# Confirmed it's the 2009 Madone



## zac (Aug 5, 2005)

Just got off the phone with my LBS, it is confirmed. Mine is the 2009 frame. My LBS was told to wait until he gets to Waterloo. Can't be too much of a secret, as the new frames have been filtering out for several weeks now. Recall mine arrived at the LBS in late June.

zac


----------



## jsedlak (Jun 17, 2008)

Niiiiiiiiiiiiiiiiiiiiiiiiiiiiiiiice.


----------



## PJ352 (Dec 5, 2007)

zac said:


> Just got off the phone with my LBS, it is confirmed. Mine is the 2009 frame. My LBS was told to wait until he gets to Waterloo. Can't be too much of a secret, as the new frames have been filtering out for several weeks now. Recall mine arrived at the LBS in late June.
> zac


IIRC the early versions of OCLV red Madone framesets were 200 g's lighter than black. Then as time went on and production ramped up, the reds gained a few grams (like 120) to regain that signature Trek ride (and maybe some added durability, but who knows...)

Where I'm going with this is... If you had your almost prototype 6.5 weighed at some point, I'd be curious what, if any weight difference there is between it and your new ride. This of course assumes that ALL components were swapped over. I know the fork was because you mentioned it elsewhere.

Any thoughts? Any way to verify?


----------



## zac (Aug 5, 2005)

PJ352 said:


> IIRC the early versions of OCLV red Madone framesets were 200 g's lighter than black.
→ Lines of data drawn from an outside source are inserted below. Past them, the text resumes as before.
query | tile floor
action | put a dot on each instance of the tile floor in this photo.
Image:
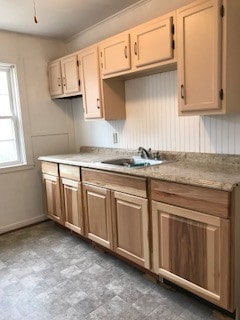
(47, 273)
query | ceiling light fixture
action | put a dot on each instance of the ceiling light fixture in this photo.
(35, 12)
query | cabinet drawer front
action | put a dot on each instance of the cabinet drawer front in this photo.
(50, 168)
(69, 172)
(214, 202)
(127, 184)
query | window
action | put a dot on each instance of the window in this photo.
(12, 150)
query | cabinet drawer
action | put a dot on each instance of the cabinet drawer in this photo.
(214, 202)
(119, 182)
(69, 172)
(50, 168)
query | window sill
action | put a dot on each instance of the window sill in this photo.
(19, 167)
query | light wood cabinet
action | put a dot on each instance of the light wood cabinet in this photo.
(90, 77)
(70, 77)
(63, 77)
(51, 185)
(101, 99)
(192, 242)
(55, 78)
(192, 249)
(150, 45)
(130, 228)
(208, 72)
(72, 197)
(97, 210)
(117, 214)
(115, 54)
Then as time went on and production ramped up, the reds gained a few grams (like 120) to regain that signature Trek ride (and maybe some added durability, but who knows...)
> 
> Where I'm going with this is... If you had your almost prototype 6.5 weighed at some point, I'd be curious what, if any weight difference there is between it and your new ride. This of course assumes that ALL components were swapped over. I know the fork was because you mentioned it elsewhere.
> 
> Any thoughts? Any way to verify?


Sure, I will have to get it on the scale. The ride still feels the same. There are a few changes, but shouldn't have too much of an inpact, and certainly nothing that I cannot account for. 120grams is going to show up on the scale.

I'll post when I know.

zac


----------



## zac (Aug 5, 2005)

Well same scale, different cassette, tires, tubes.
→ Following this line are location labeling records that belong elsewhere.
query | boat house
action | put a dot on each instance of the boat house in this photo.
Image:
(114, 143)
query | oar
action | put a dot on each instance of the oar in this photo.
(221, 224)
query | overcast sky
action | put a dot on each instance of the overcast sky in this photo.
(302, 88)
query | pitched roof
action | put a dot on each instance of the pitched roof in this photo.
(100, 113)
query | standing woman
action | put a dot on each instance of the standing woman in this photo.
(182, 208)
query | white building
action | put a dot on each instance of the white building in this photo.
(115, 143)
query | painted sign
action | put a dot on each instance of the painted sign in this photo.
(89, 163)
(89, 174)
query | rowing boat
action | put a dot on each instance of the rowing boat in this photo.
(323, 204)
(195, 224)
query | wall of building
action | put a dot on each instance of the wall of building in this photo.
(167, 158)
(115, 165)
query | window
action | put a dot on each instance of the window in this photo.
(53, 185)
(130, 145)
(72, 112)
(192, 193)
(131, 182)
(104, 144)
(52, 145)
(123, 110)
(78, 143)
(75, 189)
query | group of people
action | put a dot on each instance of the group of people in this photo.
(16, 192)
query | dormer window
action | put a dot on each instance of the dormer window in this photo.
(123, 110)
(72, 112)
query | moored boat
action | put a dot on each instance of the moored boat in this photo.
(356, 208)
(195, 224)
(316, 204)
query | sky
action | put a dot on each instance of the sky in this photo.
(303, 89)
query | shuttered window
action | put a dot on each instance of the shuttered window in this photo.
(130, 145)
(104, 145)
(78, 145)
15.54 lbs. - 2008 Madone 6.5Pro, 56cm, D/A pedals, D/A 12-23 cassette, Bonty RL cages, Bonty RXL clincher wheels, Bonty RXL tires/tubes (stock).
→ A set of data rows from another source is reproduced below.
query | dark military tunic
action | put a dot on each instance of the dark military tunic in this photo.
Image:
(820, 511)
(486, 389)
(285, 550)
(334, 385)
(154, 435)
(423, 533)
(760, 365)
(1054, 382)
15.51 lbs. - 2009 Madone 6.5Pro, 56cm, D/A pedals, D/A 11-21 cassette, Bonty RL cages, Bonty RXL clincher wheels, Miche Pro3 tires/Aircomp A1 tubes.

The Miche Pro3 tires are lighter than the Bonty RXLs but the Miche tubes are heavier. The weight corresponds okay. I think the 11-21 cassette is actually heavier than the 12-23 as the 12-23 has more titanium bits (with 5 ti sprockets, as opposed to 4 on the 11-21). The weight difference is about 1/2 ounce or 14 grams. 

So I am not seeing a ~120g difference.

HTH
zac


----------



## PJ352 (Dec 5, 2007)

zac said:


> Well same scale, different cassette, tires, tubes.
> 
> 15.54 lbs. - 2008 Madone 6.5Pro, 56cm, D/A pedals, D/A 12-23 cassette, Bonty RL cages, Bonty RXL clincher wheels, Bonty RXL tires/tubes (stock).
> 
> ...


Good info, thanks for posting! :thumbsup:


----------